Diet and Allergies
Let your food be your medicine
Food is our fuel. Without food we cannot live. Often we only think of our taste buds or foods as abdominal fillers and calories, but each part has an important role to fulfill for the function and health of the body. Everyone can eat a healthier diet.
Choose nutrient-dense foods, preferably organically grown (KRAV), our body has difficulty handling chemicals. Feel free to buy locally grown groceries and think about the season, what foods are available here and now. Fruits and vegetables that are picked prematurely to cope with transportation contain very little nutrients, even though they may taste good. Avoid semi-finished products and refined products.
Why are some foods better than others? A food is valued from the outside; nutrient density, nutrient balance, how easily the body can digest and absorb the content, fatty acid content, low GI, i.e. the rate at which carbohydrates are converted into sugar, fiber content and toxicity.

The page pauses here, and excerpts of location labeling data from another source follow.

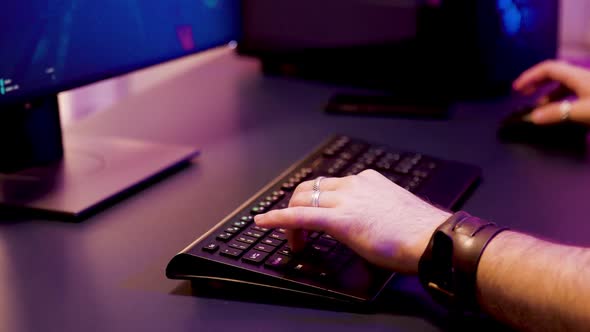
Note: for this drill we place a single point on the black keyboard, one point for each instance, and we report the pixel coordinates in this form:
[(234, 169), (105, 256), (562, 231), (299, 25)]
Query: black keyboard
[(237, 251)]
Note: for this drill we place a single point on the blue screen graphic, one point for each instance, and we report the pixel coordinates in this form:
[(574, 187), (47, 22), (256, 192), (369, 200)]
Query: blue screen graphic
[(47, 46)]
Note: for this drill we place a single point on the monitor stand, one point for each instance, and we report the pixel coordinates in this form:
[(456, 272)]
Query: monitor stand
[(72, 176)]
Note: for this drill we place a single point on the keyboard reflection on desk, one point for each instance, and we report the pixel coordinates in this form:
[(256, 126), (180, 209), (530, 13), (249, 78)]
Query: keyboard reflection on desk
[(237, 251)]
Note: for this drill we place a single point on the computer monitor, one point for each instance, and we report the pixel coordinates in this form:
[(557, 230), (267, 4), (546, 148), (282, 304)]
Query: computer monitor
[(47, 47), (449, 48)]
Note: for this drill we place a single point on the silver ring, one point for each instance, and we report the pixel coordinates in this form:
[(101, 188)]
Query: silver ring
[(316, 184), (315, 198), (565, 109)]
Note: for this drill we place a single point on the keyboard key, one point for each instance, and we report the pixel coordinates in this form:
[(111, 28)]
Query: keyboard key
[(211, 247), (303, 268), (327, 242), (258, 210), (231, 252), (239, 224), (278, 262), (232, 230), (224, 236), (278, 236), (260, 229), (254, 233), (285, 250), (239, 245), (246, 239), (254, 256), (272, 242), (264, 247), (247, 219)]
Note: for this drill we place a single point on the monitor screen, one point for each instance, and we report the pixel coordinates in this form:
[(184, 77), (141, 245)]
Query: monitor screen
[(48, 46)]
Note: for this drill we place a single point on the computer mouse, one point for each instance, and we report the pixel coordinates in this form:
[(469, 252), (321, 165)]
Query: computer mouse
[(516, 128)]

Foods that are not so good are those that are; refined, contains a lot of sugar and salt, preservatives, dyes, unbalanced fat content, contains trans fats, has allergenic properties, high GI, nutrient poor, grown with spraying agent, genetically manipulated or irradiated.
Diet can also be used therapeutically, but then it must be adapted to the symptoms, and combined for the right proportions.
Food allergies and hypersensitivity
A lot of people have problems with food hypersensitivity. There are also many who are allergic to certain foods. Those who are allergic to any food usually know about it because contact with the substance gives a direct reaction. The eyes, nose or throat swell and it can be difficult to breathe, or you get a rash on the skin. This type of problem is often diagnosed by a so-called IgE test.
However, those who have problems with food hypersensitivity do not get a direct reaction, but the symptoms come with such delay that it is very difficult to put in connection with the ingestion of certain foods. This hypersensitivity does not manifest itself on an IgE test.
One advantage, however, is that hypersensitivity is easier for the body to heal than allergies. However, the difficulty is to find which foods you react to. Common symptoms of hypersensitivity include headache, fatigue, depression, anxiety, hyperactivity, muscle pain, bloated stomach, etc.
The most common sources of hypersensitivity reactions are; Milk, cereals (mainly wheat), citrus fruits, the solanin family, soy products, sweeteners, dyes and preservatives. There are several ways to test hypersensitivity and allergy to food. What you can do on your own is elimination testing and heart rate testing. Only you know how to react to different foods. Learn how to listen to your body.
Elimination testing means that for a week you eat as clean food as possible, only vegetables, fruit and meat. It excludes all dairy products, all cereal products, fish and shellfish, citrus fruits, the solanin family, soy products, sweeteners, dyes and preservatives. After a week, you introduce one “new” food at a time every other day. If you get a reaction to any food, you exclude this from the diet in the future.
Another way is heart rate testing. Knowing your own heart rate is an easy way to get to know yourself. For a week, take your heart rate every morning in bed before getting up. Your resting heart rate should be quite similar every day. If raised, it may be a sign of an upcoming cold or infection. Determine an average resting heart rate. The next step is to take the pulse before the meal, and 30, 60 and 90 minutes after dinner. If the heart rate has risen more than 16 beats per minute compared to the resting heart rate, make a note. That meal most likely contained something your body is sensitive to. To move forward, you get to test each food item from that meal for yourself, in the same way as before. The methods have the advantages that you can perform them yourself at home, all that is needed is a clock with a second viewer, paper and pen. The methods can be combined with even better results.
Keeping a dietary diary doesn’t have to be complicated. However, it takes some time, a couple of minutes after each intake to write down what and how much you ate. It is important to write immediately after the meal. Memory is not always reliable. By writing down everything you eat for one or two weeks, you get an idea of what your eating habits look like. What we think we eat and what we actually eat is not always the same thing. It is common for people to both overestimate and underestimate their intake of food. It’s important to be honest with yourself.